# Using Foam/ sponge



## killacross (Apr 29, 2010)

so...after 1 year and changing my scape and changing my scape and changing my scape...my substrate is finally depleted and my plants arent growing (as fast as i would like...)

now...i could spend the $40 to jus buy new substrate or i guess get into a fert regimen

BUT

was thinking about something random...so now I ask you all to poke holes in my idea...and crush my dreams!

what is i used a piece of foam as the "base" layer of the substrate

something porous that roots could grow fairly easy in but that holds water well.
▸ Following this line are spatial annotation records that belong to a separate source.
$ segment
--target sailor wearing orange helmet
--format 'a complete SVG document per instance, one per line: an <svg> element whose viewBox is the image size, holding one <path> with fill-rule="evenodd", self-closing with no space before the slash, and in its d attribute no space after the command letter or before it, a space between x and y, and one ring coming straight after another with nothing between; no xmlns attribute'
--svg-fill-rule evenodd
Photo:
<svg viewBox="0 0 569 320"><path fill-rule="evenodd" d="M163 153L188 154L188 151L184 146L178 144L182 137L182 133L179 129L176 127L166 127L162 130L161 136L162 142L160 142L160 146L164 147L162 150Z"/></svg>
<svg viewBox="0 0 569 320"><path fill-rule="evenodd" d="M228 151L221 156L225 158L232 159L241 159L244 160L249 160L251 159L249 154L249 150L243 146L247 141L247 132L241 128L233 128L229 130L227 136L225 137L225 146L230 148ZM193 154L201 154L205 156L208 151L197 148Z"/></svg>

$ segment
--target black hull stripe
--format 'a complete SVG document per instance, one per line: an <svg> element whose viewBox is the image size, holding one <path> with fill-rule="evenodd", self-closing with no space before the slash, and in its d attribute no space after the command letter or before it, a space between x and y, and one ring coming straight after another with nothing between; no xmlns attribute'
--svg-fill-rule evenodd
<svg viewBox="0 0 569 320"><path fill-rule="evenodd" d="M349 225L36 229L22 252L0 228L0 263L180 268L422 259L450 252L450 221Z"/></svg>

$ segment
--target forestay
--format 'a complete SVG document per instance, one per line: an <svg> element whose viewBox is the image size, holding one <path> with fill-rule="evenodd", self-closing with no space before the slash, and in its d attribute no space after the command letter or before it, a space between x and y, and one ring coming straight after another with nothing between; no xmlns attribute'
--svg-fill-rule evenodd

I was thinking that you put a layer of foam down...cover it with gravel and plant the tank. then using a flavor injector (the needle type that you use on a turkey at thanksgiving) and inject fertilizer into the foam. since the foam is thick...the fertilizer _shouldnt_ leak back into the tank and the ferts will be kept in place for the plants to take up

it would be easy to "recharge" your substrate after all the nutrients are gone because you just inject it with new liquid ferts however many months


----------



## nilocg (Sep 14, 2010)

It seems like root tabs would be so much easier, but I dont see why your idea wouldnt be fine, just a lot more work. I made some root tabs and then put them in capsules which makes them much easier to get into the substrate, if you are interested in some let me know, I have a few sets that I am looking to sell.


----------



## aquaphish (Jan 22, 2005)

Sound a bit like you have too much time on your mind with such an "eye-dia". Why not just buy some good root tabs to replenish the substrate, it is alot easier. LOL

BTW I really don't think it will work the way you want it to. The reason is you are using liquid fertilizers to "dose" your sponge and there is some circulation of water in the substrate and the liquid ferts will just be circulated along with the water.

I reciently started to use some fert tabs in my substrate and they work great. You only need to replenish every 3-4 months and I have seen the difference in growth in just about 1 1/2 weeks. I used PFERTZ ROOT TABS+IRON that I got at my LFS. If your LFS does not carry them you can get them online, just google. Or you can use any other good quality root tab.


----------